The next bit was garbled. The men talked over each other, sometimes screaming at the parents, sometimes hissing softly. “We’re so deep into the trees that a child has no chance of finding her way out. If you helped her to escape, you only sent her to a painful death from dehydration, hunger, and animals. If you think it’s a good idea to try to get another child out, they’ll die just as badly.”
Then the car guy was yelling at the dad about finding a wifi signal at dark. They would be transferring his Bitcoin monies to the men’s Bitcoin wallets.
“But how will my family live? That’s all we have.” Herb sobbed.
“Yes, well, at least you will live, right?” the car guy said. “Then we’ll take the boat and get you to Panama. Your mule will take you to Columbia from there.”
“With no money, we won’t survive.

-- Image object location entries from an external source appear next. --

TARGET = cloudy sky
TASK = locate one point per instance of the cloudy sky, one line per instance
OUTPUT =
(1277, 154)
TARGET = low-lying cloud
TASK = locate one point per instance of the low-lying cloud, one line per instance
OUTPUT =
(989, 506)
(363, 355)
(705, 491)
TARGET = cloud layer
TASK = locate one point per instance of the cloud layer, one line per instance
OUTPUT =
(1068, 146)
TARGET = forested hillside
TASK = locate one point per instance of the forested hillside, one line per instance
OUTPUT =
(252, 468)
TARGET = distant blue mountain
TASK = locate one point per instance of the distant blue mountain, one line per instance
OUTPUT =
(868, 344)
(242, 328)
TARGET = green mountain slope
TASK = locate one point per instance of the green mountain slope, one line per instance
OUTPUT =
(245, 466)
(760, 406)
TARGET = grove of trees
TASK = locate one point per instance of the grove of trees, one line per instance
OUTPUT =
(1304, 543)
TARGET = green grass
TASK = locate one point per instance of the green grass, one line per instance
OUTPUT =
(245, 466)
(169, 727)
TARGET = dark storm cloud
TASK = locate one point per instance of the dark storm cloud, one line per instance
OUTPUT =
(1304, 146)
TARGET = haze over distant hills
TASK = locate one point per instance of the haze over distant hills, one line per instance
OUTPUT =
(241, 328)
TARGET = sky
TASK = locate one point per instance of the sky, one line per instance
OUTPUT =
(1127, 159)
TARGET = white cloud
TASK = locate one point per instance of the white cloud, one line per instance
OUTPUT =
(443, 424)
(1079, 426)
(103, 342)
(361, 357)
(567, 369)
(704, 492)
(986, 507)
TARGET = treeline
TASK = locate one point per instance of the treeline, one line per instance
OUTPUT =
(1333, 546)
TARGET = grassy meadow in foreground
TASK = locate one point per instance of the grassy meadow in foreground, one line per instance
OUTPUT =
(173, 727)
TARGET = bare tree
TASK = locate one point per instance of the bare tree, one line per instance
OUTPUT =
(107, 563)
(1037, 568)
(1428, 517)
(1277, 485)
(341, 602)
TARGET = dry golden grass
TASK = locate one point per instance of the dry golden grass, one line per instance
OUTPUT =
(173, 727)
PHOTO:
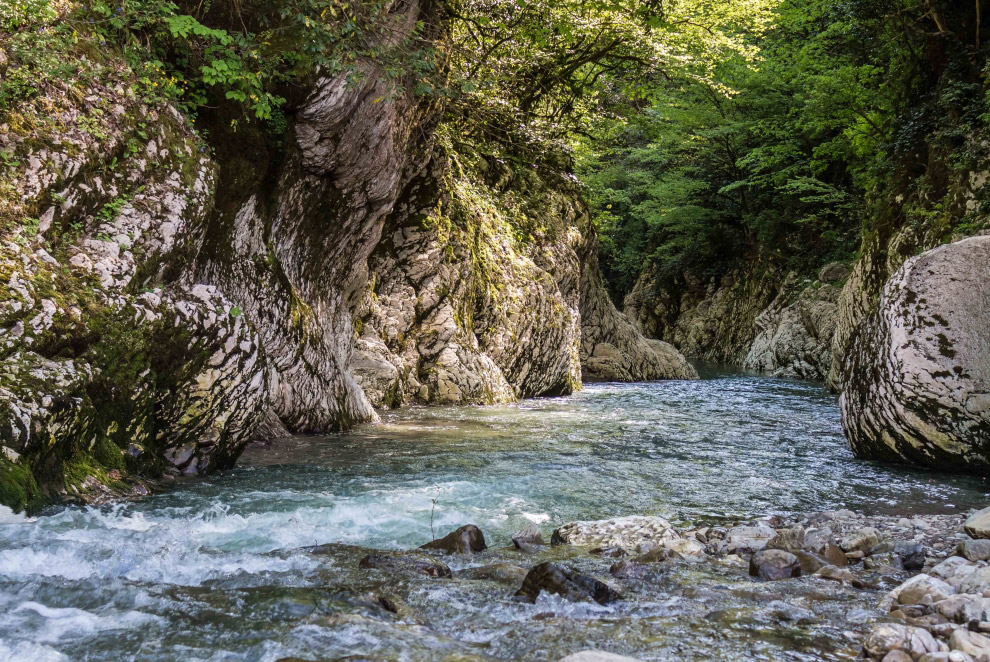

Leave a little in pity for the children.” Jenny was begging.
Hawkeye signaled to Cooper to keep quiet, and the three backed deeper into the foliage.
“What’s the play Petra?”
“We use the sat phone to call Rowan and dump this onto his plate.”
It was a quick relay of information and GPS pins, then the three—Petra, Hawkeye, and Cooper—were right back in their spot, watching and listening, waiting for the FBI team to show up.
It felt like a very long time.
The house was eerily quiet. Nothing was coming over the parabolic ear.
In the last of the daylight, the kidnappers were back by their vehicle.
“Stop it and listen. When you take guy to a Wi-Fi signal and get the money, take the gun.” From her angle, Petra couldn’t see who was speaking to whom.
“Man, if I end up shooting him, it’s murder. Right now, I’m doing some Robin Hood shit, stealing from a robber baron to feed the poor—me.”
“Shoot him in the leg.”
“You think I’m a good enough shot to shoot a running person in the leg? Dude, I’ve never shot a gun before.”
“Then let him run. We have his wife and kids. We tell the Prokhorovs that the guy ran off with the girl. We’re supposed to transport them, not jail them. Yeah, I know we’ve got them tied up, but you know what I’m saying.”
Cooper signaled, and moments later, Rowan came squat-walking through the foliage.